Having the resource and skill to originate at scale in a cost-efficient way is therefore critical as there is an immense amount of work involved, not just in finding potential landowners but also in the legal closing process. Unison has well over 100 employees and it isn’t easy to originate low-value deals of this nature effectively with that kind of overhead. 

It is important to be able to originate, sign term sheets and close quickly. We are seeing a number of these acquisitions a month. Having a regimented process is paramount, as the longer a potential deal sits out there unsigned, the more likely that a landowner could change their mind or someone else might come along and put in an offer.Once we entered exclusivity with Unison, we were able to take a more in depth look at precisely how that process works and I continue to be amazed at just how regimented and efficient that process is.

How do you see the ground leases sector evolving?

We weren’t the first infrastructure investors to invest in this space.
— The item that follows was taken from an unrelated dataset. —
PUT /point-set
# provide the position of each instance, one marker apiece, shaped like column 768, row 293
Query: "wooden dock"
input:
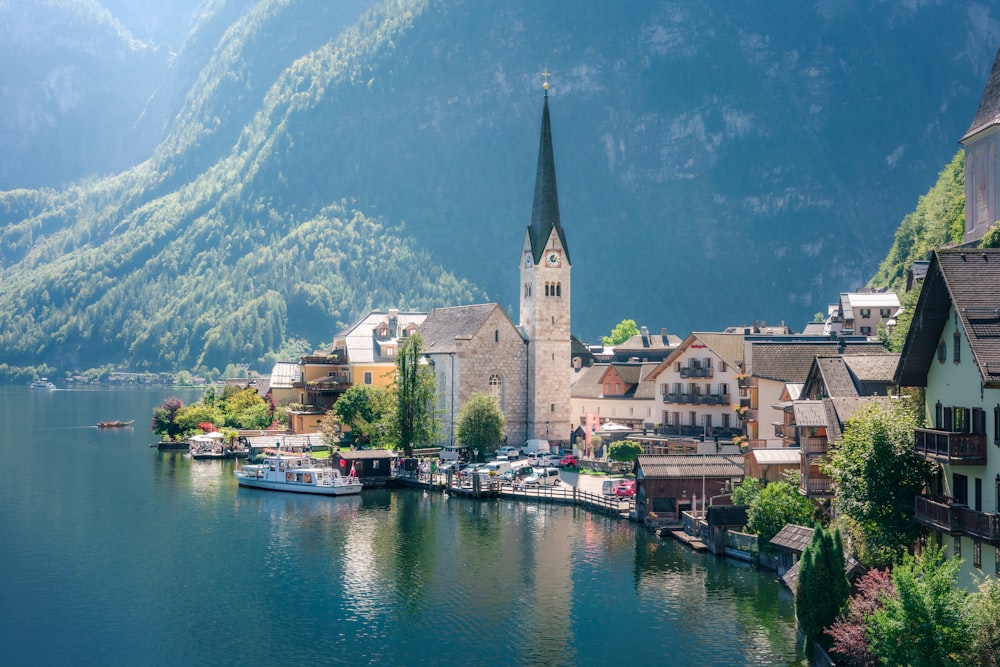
column 689, row 540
It was my old firm, Goldman Infra, that bought Unison’s first portfolio back in 2006. Meanwhile, over the past couple of years, there have been a number of other new infrastructure investor entrants, including EQT, PSP and DigitalBridge. 

I think the sector, which has historically been viewed as rather niche, is really just now starting to come into the centre fairway. People are beginning to recognise the underlying infrastructure dynamics that the sector offers. If anything, ground leasing leans towards core, although the aggregation element is more value-add. 

Of course, these attractive characteristics could mean more new entrants to the space, but it isn’t as easy to start up as a ground lease aggregator as it may be in other sectors; you need the resources and you need the processes.

The fact that Unison figured all of that out so long ago has kept the competition at bay to a certain extent. There is a real scarcity of experienced management teams, which creates a natural barrier to entry.

For Unison specifically, we have now invested total debt and equity of around $400 million, so we have achieved significant scale. If you had told me two years ago that we would have reached that level of growth by this stage, I would have been pleasantly surprised. We still want to invest around another $400 million-plus of enterprise value into the business, however, so that is the plan. 

Are you seeing any innovation in the way that ground leasing is done?

Traditionally, ground leasing has focused on the ground underneath cellphone towers. However, we have also bought a number of assets involving fibre-based infrastructure, including local exchanges. In the past, that has been viewed more as real estate, but I would say that the infrastructure characteristics are clear.

The local exchange is the point at which all the various fibre interconnects with each other. In order to move a local exchange, you would have to rip up all of those different fibre lines, which, of course, makes it incredibly sticky, which is why we have branched out in that direction as well.

Finally, we have just started acquiring ground leases for renewables – solar farms and wind farms. 

That still represents a relatively small part of the overall business at around $20 million of enterprise value out of $400 million. But it is an exciting area of potential growth and we expect to build out further in the next six to 12 months. 

Ardian: Why ground leasing is an unsung heroIs this a sector that has been materially impacted by the current macroeconomic environment?

Ground leasing has remained relatively resilient for precisely the same reason that the tower sector has remained resilient. These are real assets that are in real demand. There is still a significant build out of towers required in order to facilitate the rollout of 5G and that means there is significant potential for the aggregation of further ground leases. 

I would say, however, that investors have started to dig deeper into management teams and their origination capability. They are comfortable with the strong infrastructure characteristics of the assets themselves but the real value lies in the ability to grow. That said, we have not seen valuations for these assets fall away in any meaningful sense and I think as the current macro situation plays out, this is a sector that will have proved itself to be resilient.